Facet analytical theory as a basis for a knowledge organization tool in a subject portal

Paper presented at
Seventh International ISKO Conference "Challenges in Knowledge Representation and Organization for the 21st Century: Integration of Knowledge across Boundaries."
10-13 July 2002, Spain, Granada

published in

Challenges in knowledge representation and organization for the 21st century: integration of knowledge across boundaries: proceedings of the the Seventh International ISKO Conference, 10-13 July 2002, Granada, Spain). Eds. María J. López-Huertas with the assistance of Francisco J. Muñoz-Fernández. Würzburg: Ergon Verlag, 2002. (Advances in Knowledge Organization; Vol 8). pp. 135-142.
ISBN 3-89913-247-5
ISSN 0938-5495

Facet analytical theory as a basis for a knowledge organization tool in a subject portal

Vanda Broughton, SLAIS, University College London, UK [v.broughton@ucl.ac.uk]

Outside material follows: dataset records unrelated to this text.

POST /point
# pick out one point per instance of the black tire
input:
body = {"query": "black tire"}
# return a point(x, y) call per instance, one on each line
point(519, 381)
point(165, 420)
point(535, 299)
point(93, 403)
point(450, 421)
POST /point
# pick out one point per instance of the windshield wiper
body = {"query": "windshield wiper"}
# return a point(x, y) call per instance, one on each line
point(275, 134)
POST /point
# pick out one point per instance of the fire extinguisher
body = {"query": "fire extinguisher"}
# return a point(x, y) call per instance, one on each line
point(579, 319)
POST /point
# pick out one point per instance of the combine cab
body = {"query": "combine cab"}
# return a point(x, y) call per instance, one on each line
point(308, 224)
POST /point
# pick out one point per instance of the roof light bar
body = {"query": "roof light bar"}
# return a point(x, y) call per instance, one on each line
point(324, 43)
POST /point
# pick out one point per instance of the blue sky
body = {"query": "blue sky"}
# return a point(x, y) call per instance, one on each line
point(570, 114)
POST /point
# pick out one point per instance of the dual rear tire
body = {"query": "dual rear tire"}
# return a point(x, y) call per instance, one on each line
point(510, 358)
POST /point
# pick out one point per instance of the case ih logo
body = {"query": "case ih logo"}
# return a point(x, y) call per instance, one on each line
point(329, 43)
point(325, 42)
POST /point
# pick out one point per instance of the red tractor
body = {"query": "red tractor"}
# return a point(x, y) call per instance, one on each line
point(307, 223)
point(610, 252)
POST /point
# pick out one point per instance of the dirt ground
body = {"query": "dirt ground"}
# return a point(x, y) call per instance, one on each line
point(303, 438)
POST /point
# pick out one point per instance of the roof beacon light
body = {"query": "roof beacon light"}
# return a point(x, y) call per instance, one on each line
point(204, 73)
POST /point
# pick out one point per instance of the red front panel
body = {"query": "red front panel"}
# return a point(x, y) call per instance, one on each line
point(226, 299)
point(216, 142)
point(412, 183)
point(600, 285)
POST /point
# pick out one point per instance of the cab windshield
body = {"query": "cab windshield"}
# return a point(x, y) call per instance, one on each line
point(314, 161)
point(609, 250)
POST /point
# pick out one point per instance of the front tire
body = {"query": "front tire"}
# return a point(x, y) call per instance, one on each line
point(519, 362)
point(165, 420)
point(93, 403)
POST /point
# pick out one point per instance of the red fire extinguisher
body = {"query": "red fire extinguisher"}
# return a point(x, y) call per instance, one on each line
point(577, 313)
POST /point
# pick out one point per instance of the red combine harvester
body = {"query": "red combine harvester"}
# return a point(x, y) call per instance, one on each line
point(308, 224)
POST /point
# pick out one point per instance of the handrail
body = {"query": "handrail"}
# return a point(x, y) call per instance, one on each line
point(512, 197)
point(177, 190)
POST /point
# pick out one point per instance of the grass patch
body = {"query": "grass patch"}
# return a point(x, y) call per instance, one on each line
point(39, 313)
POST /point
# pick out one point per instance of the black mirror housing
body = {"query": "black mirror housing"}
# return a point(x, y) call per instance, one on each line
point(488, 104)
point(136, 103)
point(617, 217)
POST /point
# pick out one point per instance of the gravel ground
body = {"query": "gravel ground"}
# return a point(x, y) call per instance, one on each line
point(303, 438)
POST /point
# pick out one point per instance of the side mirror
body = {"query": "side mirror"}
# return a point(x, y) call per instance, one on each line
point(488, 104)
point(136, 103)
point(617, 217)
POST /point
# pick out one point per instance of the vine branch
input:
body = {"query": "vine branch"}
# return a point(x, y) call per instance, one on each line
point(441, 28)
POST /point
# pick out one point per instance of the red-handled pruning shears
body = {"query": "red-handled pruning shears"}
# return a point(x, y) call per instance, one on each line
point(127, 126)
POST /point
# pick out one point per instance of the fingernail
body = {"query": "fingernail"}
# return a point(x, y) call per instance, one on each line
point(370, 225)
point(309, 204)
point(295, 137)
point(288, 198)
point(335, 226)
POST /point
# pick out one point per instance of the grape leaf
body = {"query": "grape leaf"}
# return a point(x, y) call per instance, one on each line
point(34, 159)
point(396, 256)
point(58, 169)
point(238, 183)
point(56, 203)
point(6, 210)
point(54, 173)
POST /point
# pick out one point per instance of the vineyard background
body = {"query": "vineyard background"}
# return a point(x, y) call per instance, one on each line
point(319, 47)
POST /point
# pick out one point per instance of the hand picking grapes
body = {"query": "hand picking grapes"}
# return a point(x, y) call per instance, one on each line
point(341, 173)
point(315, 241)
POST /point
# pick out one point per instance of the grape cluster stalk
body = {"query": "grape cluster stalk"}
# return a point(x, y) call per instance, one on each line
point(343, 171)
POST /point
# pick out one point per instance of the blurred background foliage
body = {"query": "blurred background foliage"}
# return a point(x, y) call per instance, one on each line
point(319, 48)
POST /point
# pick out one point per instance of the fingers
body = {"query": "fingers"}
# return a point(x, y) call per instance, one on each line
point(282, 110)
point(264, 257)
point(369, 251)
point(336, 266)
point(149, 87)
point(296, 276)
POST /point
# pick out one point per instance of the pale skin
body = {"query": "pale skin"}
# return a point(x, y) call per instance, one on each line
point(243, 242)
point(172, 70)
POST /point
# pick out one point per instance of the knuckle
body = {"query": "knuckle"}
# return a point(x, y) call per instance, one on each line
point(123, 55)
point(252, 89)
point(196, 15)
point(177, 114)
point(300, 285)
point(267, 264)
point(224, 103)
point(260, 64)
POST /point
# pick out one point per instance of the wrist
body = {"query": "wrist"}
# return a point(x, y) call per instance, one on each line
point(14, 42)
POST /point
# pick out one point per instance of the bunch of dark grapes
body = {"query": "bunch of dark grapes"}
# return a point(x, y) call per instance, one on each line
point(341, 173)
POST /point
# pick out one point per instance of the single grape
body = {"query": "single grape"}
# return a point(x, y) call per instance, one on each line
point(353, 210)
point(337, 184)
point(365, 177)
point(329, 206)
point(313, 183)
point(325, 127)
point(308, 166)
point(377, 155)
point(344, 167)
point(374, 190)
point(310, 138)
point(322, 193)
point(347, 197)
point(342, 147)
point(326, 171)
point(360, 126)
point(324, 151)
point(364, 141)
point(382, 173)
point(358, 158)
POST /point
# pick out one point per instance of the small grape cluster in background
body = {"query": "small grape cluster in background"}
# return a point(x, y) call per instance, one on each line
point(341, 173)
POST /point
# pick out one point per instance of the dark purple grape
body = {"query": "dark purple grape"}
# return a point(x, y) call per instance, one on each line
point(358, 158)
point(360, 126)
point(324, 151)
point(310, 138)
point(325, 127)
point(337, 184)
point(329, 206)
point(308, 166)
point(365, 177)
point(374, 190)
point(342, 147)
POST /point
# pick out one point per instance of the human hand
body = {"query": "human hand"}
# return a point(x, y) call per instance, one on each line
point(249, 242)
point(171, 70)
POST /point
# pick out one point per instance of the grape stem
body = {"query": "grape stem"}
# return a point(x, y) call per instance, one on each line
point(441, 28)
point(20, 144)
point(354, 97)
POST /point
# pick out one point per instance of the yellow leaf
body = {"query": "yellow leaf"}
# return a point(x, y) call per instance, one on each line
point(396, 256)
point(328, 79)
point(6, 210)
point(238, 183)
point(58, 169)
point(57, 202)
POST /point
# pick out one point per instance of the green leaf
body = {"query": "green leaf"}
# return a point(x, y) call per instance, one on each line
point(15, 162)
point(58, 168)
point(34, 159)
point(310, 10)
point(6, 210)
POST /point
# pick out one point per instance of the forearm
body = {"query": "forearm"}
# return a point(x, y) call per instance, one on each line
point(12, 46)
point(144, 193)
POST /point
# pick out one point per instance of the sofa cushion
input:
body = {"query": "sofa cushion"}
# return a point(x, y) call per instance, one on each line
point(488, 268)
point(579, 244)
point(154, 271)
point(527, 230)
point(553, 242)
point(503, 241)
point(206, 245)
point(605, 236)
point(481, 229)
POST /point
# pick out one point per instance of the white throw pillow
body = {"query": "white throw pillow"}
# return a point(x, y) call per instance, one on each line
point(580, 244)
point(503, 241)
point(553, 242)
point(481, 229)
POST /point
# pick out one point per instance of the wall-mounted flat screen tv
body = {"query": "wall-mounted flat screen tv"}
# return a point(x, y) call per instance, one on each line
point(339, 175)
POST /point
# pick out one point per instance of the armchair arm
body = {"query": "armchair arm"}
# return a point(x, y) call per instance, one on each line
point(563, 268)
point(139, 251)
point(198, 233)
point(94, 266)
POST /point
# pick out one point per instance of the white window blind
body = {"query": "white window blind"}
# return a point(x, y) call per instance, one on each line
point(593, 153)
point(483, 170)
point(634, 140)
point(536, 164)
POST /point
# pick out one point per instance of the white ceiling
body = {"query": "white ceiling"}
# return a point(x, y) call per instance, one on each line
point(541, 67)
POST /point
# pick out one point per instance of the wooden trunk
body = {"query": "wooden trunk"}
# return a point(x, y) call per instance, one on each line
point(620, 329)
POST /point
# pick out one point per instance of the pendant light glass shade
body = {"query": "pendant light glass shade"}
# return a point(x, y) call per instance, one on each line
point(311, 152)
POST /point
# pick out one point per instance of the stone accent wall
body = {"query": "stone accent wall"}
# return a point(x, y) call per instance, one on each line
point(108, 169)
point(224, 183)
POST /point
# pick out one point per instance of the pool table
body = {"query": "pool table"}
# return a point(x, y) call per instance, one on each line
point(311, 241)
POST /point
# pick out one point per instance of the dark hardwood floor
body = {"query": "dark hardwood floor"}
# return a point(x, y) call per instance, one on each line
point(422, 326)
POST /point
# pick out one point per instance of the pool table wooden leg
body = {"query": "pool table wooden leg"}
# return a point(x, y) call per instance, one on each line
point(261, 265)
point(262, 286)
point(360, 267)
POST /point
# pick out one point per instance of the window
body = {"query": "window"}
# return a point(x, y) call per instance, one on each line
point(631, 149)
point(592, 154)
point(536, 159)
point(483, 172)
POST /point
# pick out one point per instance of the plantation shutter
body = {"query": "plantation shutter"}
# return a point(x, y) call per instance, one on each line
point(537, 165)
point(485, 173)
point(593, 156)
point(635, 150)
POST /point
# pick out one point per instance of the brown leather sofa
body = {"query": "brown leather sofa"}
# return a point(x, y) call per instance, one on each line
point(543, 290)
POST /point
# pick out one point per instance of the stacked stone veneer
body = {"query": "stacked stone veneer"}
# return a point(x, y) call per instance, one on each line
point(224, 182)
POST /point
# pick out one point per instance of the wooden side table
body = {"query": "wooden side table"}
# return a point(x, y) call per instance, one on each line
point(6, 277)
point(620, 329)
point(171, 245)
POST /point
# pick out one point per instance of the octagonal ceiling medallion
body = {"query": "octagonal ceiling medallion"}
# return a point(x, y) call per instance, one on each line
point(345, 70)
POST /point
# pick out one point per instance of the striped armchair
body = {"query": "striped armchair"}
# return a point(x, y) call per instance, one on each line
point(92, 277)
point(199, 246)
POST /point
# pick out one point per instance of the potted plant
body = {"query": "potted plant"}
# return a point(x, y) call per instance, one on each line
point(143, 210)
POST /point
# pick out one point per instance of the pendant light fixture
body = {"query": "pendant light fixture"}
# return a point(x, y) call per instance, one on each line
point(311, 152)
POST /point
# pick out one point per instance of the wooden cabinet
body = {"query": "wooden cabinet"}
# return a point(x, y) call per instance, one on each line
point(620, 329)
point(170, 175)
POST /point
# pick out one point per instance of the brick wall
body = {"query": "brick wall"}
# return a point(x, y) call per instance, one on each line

Abstract: The paper examines the way in which classification schemes can be applied to the organization of digital resources. The case is argued for the particular suitability of schemes based on faceted principles for the organization of complex digital objects. Details are given of a co-operative project between the School of Library Archive & Information Studies, University College London, and the United Kingdom Higher Education gateways Arts and Humanities Data Service and Humbul, in which a faceted knowledge structure is being developed for the indexing and display of digital materials within a new combined humanities portal.

Table of Content

1 - Introduction and background to the project

2 - The nature of classificatory structures

3 - Applications of faceted classifications

4 - Facet analytical methodology

5 - Implementation of the knowledge tool and operational testing of the system

6 - Markup languages and semantic content

7- Reference list

1 - Introduction and background to the project

The work described in this paper is currently being carried out at the School of Library, Archive & Information Studies at University College London (SLAIS), under a grant from the United Kingdom Arts and Humanities Research Board. Partners in the research with the School are the Arts and Humanities Data Service (http://www.ahds.ac.uk) and Humbul (http://www.humbul.ac.uk) two large government funded subject gateways for the humanities, serving the UK higher education community. The Arts and Humanities Data Service (AHDS) comprises several distinct digital collections, including archaeology and the visual and performing arts; Humbul has a more conventional humanities content with strong collections in history, philosophy, theology, literature and the classics. The two gateways are soon to merge into a single Humanities portal.

The object of the research is to develop a subject tool for the management of the new portal with two functions envisaged. Firstly the system will be used to organize the front end of the portal, and will provide a structure for the first point of entry to the site. A directory style layout will be provided with subject headings developed from the system, together with browsable indexes derived from the inversion of the subject headings. The knowledge tool has the additional function of providing a vocabulary for use in subject metadata.

Currently the two gateways create catalogue data for all of the digital objects in their collections using the Dublin Core. For the subject field (and for organization of the display of resources) Humbul uses the Dewey Decimal classification, and AHDS Library of Congress Subject Headings. Neither of these systems have proved entirely satisfactory, and for the combined portal both organizations decided that they wanted to explore the possibilities of a new and more satisfactory indexing tool, logically structured and based on modern theories of subject organization, and designed with the indexing needs of digital materials specifically in mind.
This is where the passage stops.